We’ve still got a lot of climbing to do,
And we can make it if we try.
Built by toils and struggles
God has led us through.

The coming replacement of Ashcroft with Mr. Gonzalez flummoxes me, perhaps exposing yet again the uselessness of the Democratic Party. You can not properly oppose the “Geneva Accords have been rendered Quaint” guy? Word on the street is that this is a bit of psycho-politics, where red-state Democrats smarting from Tom Daschle’s demise, must filibuster carefully… more word on the street is that Gonzalez is the more ‘moderate’ choice for Supreme Court, and the Religious Right are upset that he doesn’t take a tough enough stand on whatever and whatnot.

May God Help Us All… and Let the Eagle Soar, Like He’s Never Soared Before.

The Big Country

Saturday, November 13th, 2004

Dan Savage channeled David Byrne’s lyrics here:

I see the shapes,
I remember from maps.
I see the shoreline.
I see the whitecaps.
A baseball diamond, nice weather down there.
I see the school and the houses where the kids are.
Places to park by the fac’tries and buildings.
Restaunts and bar for later in the evening.
Then we come to the farmlands, and the undeveloped areas.
And I have learned how these things work together.
I see the parkway that passes through them all.
And I have learned how to look at these things and I say,

(chorus)

I wouldn’t live there if you paid me.
I couldn’t live like that, no siree!
I couldn’t do the things the way those people do.
I couldn’t live there if you paid me to.

I guess it’s healthy, I guess the air is clean.
I guess those people have fun with their neighbors and friends.
Look at that kitchen and all of that food.
Look at them eat it’ guess it tastes real good.

They grow it in the farmlands
And they take it to the stores
They put it in the car trunk
And they bring it back home
And I say …

(chorus)

I say, I wouldn’t live there if you paid me.
I couldn’t live like that, no siree!
I couldn’t do the things the way those people do.
I wouldn’t live there if you paid me to.

I’m tired of looking out the windows of the airplane
I’m tired of travelling, I want to be somewhere.
It’s not even worth talking
About those people down there.

Goo goo ga ga ga
Goo goo ga ga ga

I don’t know what “Goo goo ga ga ga” symbolizes, though.

The Greatness of Grover Cleveland

Friday, November 12th, 2004

If I’m tempted to give Ariel Sharon a shrug at this time and say, “Only Nixon can go to China”, I snap myself out of it. Substitute the name “Joe McCarthy” for “Nixon” and you get the point. Or, if you will, how does “Only Hitler Can Save the Jews” sound?
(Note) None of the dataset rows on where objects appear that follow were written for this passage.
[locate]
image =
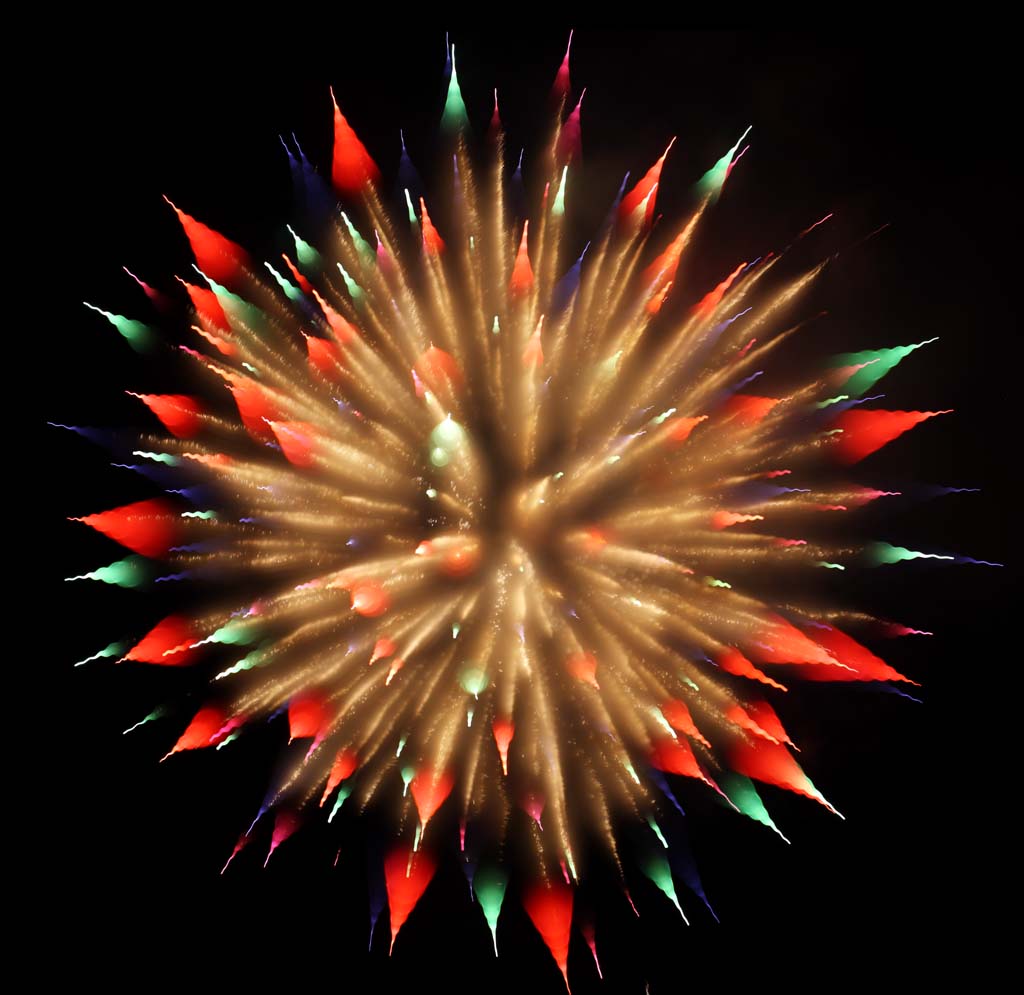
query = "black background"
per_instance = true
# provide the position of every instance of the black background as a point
(877, 129)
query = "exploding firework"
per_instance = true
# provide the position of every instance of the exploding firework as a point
(501, 506)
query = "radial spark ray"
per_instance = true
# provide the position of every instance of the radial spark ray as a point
(502, 502)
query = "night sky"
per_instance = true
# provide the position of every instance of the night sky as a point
(877, 130)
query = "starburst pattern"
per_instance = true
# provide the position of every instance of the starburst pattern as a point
(503, 508)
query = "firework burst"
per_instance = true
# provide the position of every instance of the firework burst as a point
(502, 509)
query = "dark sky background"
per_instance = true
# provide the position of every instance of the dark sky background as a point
(873, 128)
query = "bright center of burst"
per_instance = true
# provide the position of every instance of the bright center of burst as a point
(506, 518)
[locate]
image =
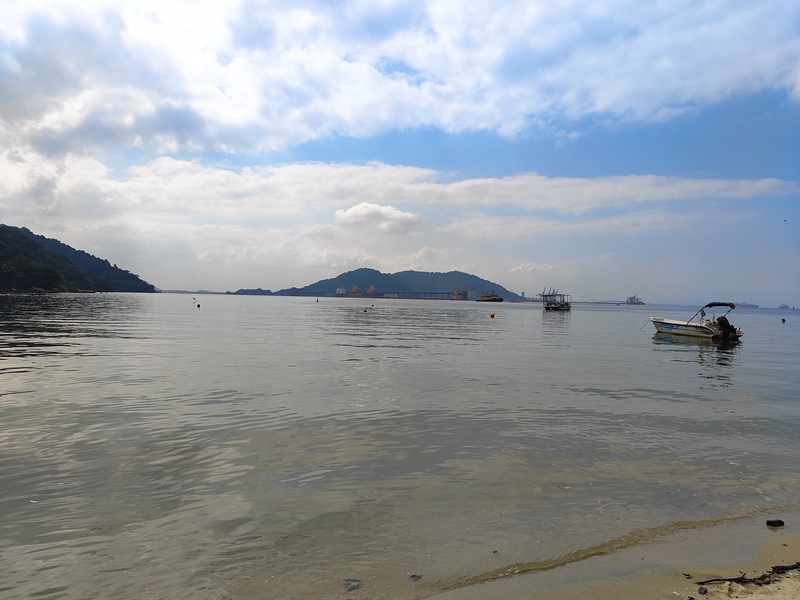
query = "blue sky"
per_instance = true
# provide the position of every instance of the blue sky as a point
(605, 148)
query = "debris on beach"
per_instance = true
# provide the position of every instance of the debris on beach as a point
(772, 576)
(774, 523)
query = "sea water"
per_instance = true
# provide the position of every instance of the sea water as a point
(164, 446)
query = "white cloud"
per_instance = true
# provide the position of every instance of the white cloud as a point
(259, 75)
(531, 267)
(385, 218)
(184, 224)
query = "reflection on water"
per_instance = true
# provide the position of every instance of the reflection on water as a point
(556, 327)
(276, 447)
(716, 358)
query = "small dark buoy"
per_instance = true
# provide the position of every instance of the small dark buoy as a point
(774, 523)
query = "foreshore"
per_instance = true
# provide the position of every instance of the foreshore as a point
(669, 567)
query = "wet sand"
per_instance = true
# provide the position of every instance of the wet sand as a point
(659, 569)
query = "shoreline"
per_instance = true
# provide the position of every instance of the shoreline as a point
(657, 569)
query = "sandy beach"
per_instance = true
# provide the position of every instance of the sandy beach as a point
(670, 567)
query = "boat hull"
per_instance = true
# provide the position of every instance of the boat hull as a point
(705, 329)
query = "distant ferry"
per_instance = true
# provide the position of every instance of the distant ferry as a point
(555, 301)
(489, 298)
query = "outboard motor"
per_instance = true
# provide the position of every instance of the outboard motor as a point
(726, 328)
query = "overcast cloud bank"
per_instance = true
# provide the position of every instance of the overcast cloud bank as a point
(110, 113)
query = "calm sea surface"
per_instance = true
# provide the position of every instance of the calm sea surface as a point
(286, 448)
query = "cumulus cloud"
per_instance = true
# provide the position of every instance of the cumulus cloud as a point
(374, 197)
(486, 227)
(268, 75)
(385, 218)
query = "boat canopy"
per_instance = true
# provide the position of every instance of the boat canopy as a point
(730, 305)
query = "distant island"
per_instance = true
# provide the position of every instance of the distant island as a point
(370, 283)
(34, 263)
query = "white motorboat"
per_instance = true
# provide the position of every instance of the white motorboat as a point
(714, 328)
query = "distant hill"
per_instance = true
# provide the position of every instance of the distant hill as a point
(29, 261)
(405, 281)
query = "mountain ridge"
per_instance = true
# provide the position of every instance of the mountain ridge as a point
(403, 282)
(31, 262)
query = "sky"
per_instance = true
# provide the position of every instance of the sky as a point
(602, 147)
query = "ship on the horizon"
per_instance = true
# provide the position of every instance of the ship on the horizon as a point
(489, 298)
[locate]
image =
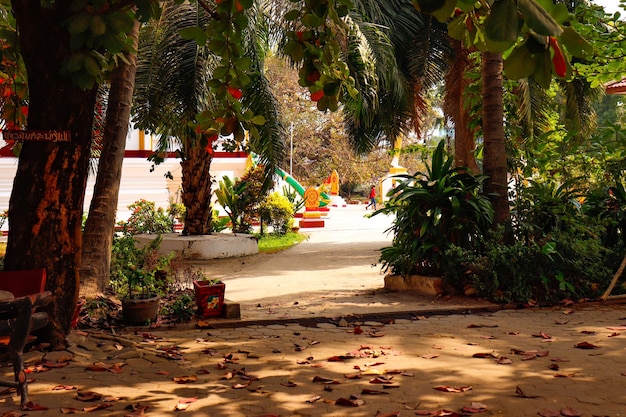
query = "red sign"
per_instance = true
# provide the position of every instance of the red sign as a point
(43, 135)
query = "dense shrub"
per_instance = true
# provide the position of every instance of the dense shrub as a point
(277, 212)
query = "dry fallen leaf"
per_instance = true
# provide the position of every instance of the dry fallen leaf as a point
(570, 412)
(546, 412)
(31, 406)
(349, 402)
(186, 379)
(430, 356)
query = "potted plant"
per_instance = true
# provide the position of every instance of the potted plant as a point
(209, 295)
(135, 275)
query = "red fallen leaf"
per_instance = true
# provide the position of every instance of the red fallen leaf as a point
(345, 402)
(13, 414)
(586, 345)
(88, 396)
(381, 380)
(325, 380)
(31, 406)
(63, 388)
(446, 388)
(184, 403)
(100, 406)
(147, 335)
(137, 410)
(117, 368)
(546, 412)
(570, 412)
(317, 96)
(503, 360)
(186, 379)
(51, 365)
(235, 92)
(438, 413)
(98, 367)
(522, 394)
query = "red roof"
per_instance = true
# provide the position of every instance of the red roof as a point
(616, 87)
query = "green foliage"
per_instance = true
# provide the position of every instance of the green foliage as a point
(137, 269)
(274, 243)
(277, 211)
(434, 210)
(608, 206)
(145, 218)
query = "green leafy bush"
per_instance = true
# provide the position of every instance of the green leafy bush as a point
(137, 269)
(146, 218)
(433, 211)
(564, 265)
(277, 212)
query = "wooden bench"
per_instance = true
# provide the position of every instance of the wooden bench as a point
(21, 294)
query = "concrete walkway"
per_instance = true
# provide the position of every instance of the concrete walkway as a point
(321, 338)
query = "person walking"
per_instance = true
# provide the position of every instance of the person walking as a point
(372, 198)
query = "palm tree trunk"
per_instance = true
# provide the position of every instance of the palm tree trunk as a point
(46, 205)
(494, 154)
(196, 185)
(98, 233)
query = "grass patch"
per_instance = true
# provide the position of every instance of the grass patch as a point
(275, 243)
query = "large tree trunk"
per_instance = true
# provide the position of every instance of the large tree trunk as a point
(196, 185)
(46, 205)
(456, 83)
(494, 153)
(99, 228)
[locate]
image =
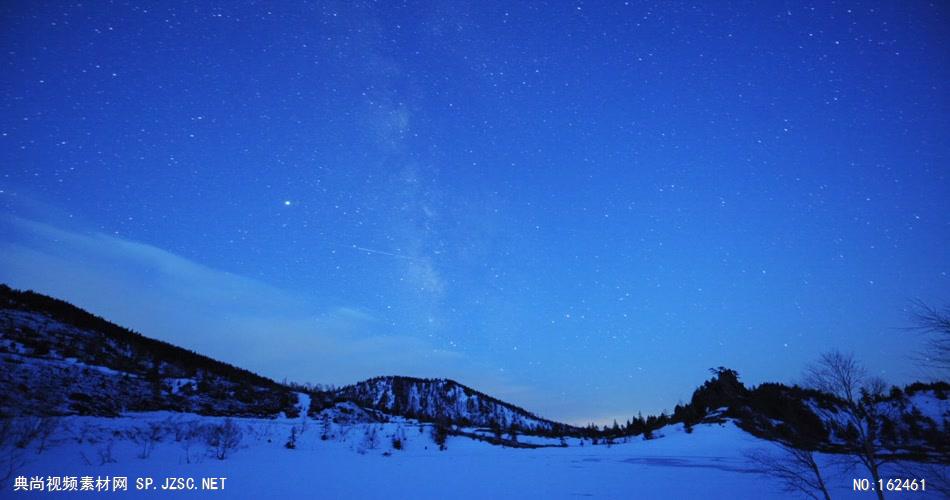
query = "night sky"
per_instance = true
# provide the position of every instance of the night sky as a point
(579, 207)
Imagine the differences between the reactions an Al Gore would get to those a George W Bush would get if either one seriously embarked on the quest for alternative sources of energy… Al Gore, the proported environmentalist, George W Bush less so.

But if a politico is seriously embarking on a quest toward contrarianism, they will do so. Organized Labor would’ve been better served under a second Georg H W Bush administration than under Clinton. Clinton embarking on “Third Way” DLC politics in regard to NAFTA. Bush would’ve faced actual Democratic Party opposition to the treaty, you see, while Clinton — well, it was at the time the thing that was supposed to save his early faltering presidency, and the Democrats couldn’t afford to watch his early faltering presidency die on them. This is the way the New World Order operates.

Not to damper the Clinton image too much. Whenever you knock Clinton, stop for a second and consider why black Americans poll him as amongst America’s Greatest Presidents… a fact Republicans cringe at, wobble about to come up his supposed “racial divisiveness” and “use of the race card” to forward his agenda.

Personally, I’ll careen more toward the greatness of President Grover Cleveland. But only to make a point. Come on, I dare you to knock Grover Cleveland from this high perch I’ve created for him!

What is my point? I’ll give you the raw ingrediants for the thought train. James Carville says that the problem with the Democratic Party is that they lack a narrative. Bush’s “narrative” is that of “Redemption”, meaning no matter what crises he finds himself in he can be redeemed. AND… I have no idea what “values” means… if, for example, I value “prudence” and vote on the issue of “prudence”, I am not saying to the pollster that I voted on “values.”